Chaperone-mediated autophagy: selectivity pays off

Abstract

Degradation of intracellular components in lysosomes, generically known as autophagy, can occur through different pathways. This review discusses chaperone-mediated autophagy (CMA), a type of autophagy set apart from other autophagic pathways owing to its selectivity and distinctive mechanism by which substrates reach the lysosomal lumen. CMA participates in quality control and provides energy to cells under persistently poor nutritional conditions. Alterations in CMA have recently been shown to underlie some severe human disorders for which the decline with age in the activity of this pathway might become a major aggravating factor. Prevention of the age-dependent decline in CMA has major beneficial effects on cellular and organ homeostasis and function, revealing that CMA is an essential component of the anti-aging fight.

Figure 1. Hypothetical model of the steps and components of chaperone-mediated autophagy (CMA)

(i) Substrate proteins bearing a targeting motif are recognized by HSC70 and co-chaperones in the cytosol. (ii) The chaperone/substrate protein complex is delivered to the surface of lysosomes where it binds to the cytosolic tail of monomer of LAMP-2A. (iii) Substrate binding drives multimerization of LAMP-2A into a translocation complex. In between this and the next step, the substrate is unfolded by yet unknown mechanisms. (iv) The substrate crosses the lysosomal membrane assisted by a luminal form of HSC70. (v) Once inside the lysosome, the substrate is rapidly degraded (dotted structure). (vi) HSC70 promotes disassembly of LAMP-2A from the translocation unit, now devoid of substrate, to provide monomeric forms of LAMP-2A for a new cycle of substrate binding and translocation.
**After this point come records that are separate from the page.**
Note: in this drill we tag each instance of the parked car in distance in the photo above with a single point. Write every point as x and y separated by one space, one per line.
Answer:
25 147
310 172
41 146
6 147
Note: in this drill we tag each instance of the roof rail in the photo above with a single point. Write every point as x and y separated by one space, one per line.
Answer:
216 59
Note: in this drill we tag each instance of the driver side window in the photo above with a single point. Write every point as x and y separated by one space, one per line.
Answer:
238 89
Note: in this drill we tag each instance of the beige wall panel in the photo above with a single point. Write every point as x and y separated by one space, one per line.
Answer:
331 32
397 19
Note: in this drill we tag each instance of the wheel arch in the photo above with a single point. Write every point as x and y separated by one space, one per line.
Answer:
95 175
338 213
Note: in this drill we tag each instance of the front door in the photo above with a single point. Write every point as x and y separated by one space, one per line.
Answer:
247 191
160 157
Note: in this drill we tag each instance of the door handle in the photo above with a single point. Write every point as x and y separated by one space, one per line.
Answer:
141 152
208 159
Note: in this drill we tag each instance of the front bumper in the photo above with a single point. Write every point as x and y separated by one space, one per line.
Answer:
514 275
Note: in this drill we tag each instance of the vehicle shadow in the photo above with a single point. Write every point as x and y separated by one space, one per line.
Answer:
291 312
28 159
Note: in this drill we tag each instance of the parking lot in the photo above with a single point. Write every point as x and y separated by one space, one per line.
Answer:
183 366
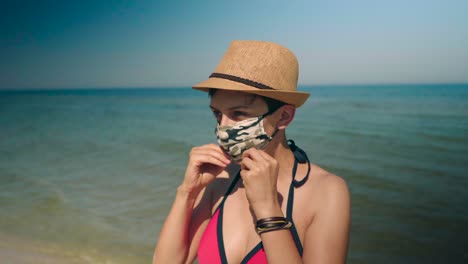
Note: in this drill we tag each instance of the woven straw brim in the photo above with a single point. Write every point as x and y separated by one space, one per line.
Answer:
290 97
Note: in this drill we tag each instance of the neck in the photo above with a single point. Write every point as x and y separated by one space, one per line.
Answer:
279 149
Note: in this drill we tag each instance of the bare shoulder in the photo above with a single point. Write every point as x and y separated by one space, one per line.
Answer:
327 190
328 182
330 189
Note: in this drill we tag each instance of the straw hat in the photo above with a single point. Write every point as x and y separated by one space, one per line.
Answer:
258 67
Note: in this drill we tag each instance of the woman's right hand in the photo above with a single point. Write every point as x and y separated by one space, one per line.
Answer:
205 163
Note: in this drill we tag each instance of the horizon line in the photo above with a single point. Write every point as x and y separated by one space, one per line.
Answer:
189 86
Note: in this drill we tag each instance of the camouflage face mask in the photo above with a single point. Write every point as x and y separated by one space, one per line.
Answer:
239 137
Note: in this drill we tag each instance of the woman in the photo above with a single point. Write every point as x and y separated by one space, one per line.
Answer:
255 197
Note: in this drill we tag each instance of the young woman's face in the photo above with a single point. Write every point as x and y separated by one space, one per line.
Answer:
230 107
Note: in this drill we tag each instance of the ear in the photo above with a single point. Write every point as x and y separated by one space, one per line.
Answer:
286 116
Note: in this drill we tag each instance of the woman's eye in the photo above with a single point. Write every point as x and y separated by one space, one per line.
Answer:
216 113
239 114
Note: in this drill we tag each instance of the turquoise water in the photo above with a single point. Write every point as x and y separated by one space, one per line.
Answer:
93 172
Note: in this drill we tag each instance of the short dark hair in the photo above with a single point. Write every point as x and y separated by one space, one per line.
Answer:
272 104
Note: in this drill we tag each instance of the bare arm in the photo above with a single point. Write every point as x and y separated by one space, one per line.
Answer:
327 236
189 215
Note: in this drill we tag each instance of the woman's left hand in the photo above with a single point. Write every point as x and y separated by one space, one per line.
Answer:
259 172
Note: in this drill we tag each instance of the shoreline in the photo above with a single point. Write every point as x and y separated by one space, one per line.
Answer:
15 250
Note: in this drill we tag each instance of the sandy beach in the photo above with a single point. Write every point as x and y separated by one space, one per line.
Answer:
20 251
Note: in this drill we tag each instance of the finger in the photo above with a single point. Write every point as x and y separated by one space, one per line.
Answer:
218 148
265 155
247 163
211 152
204 159
254 154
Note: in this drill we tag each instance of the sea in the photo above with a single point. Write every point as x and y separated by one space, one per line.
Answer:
90 174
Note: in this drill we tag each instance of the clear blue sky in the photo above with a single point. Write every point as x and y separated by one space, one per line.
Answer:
82 44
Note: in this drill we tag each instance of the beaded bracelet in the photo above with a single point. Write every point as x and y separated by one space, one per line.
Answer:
272 224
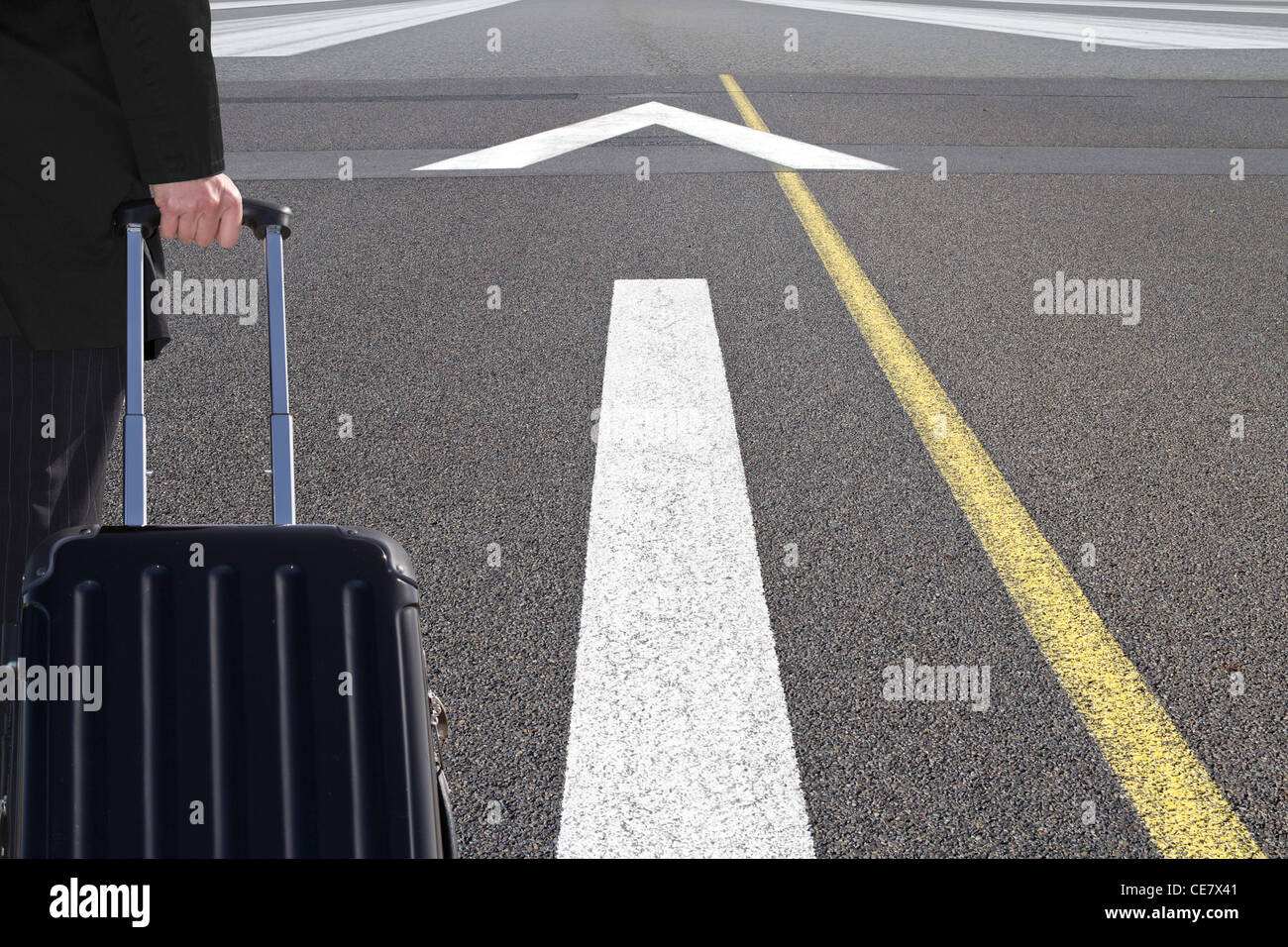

Figure 2. Regulation of the dynamics of LAMP-2A in lysosomes

(a) Under basal conditions, a percentage of LAMP-2A molecules at the lysosomal membrane are continuously turned over through their recruitment to lipid microdomains (green) where the proteases required for cleavage reside. (b) Activation of CMA is associated with (i) mobilization of LAMP-2A outside of the lipid microdomains to prevent degradation and result in a net increase of LAMP-2A. (ii) LAMP-2A undergoes assembly and disassembly to mediate substrate binding and uptake. Increased LAMP-2A levels can also be attained by (iii) recruiting a percentage of full size LAMP-2A that normally resides in the lysosomal lumen or (iv) through de novo synthesis of LAMP-2A in the ER.

Figure 3. Pathophysiology of CMA

CMA fulfills two general functions shared with other autophagic pathways - providing an alternative source of (a) energy and (b) performing quality control. (c) In addition, some specialized functions have also been proposed for CMA which are often cell type dependent. Some of the physiological consequences of each of those CMA functions (green) and the cellular alterations resulting from CMA dysfunction (red) are summarized.

Figure I of Box 1. Types of autophagy in mammalian cells

Three different main types of autophagy have been described in mammalian cells: (a) Macroautophagy, (b) Microautophagy, and (c) Chaperone-mediated autophagy (CMA).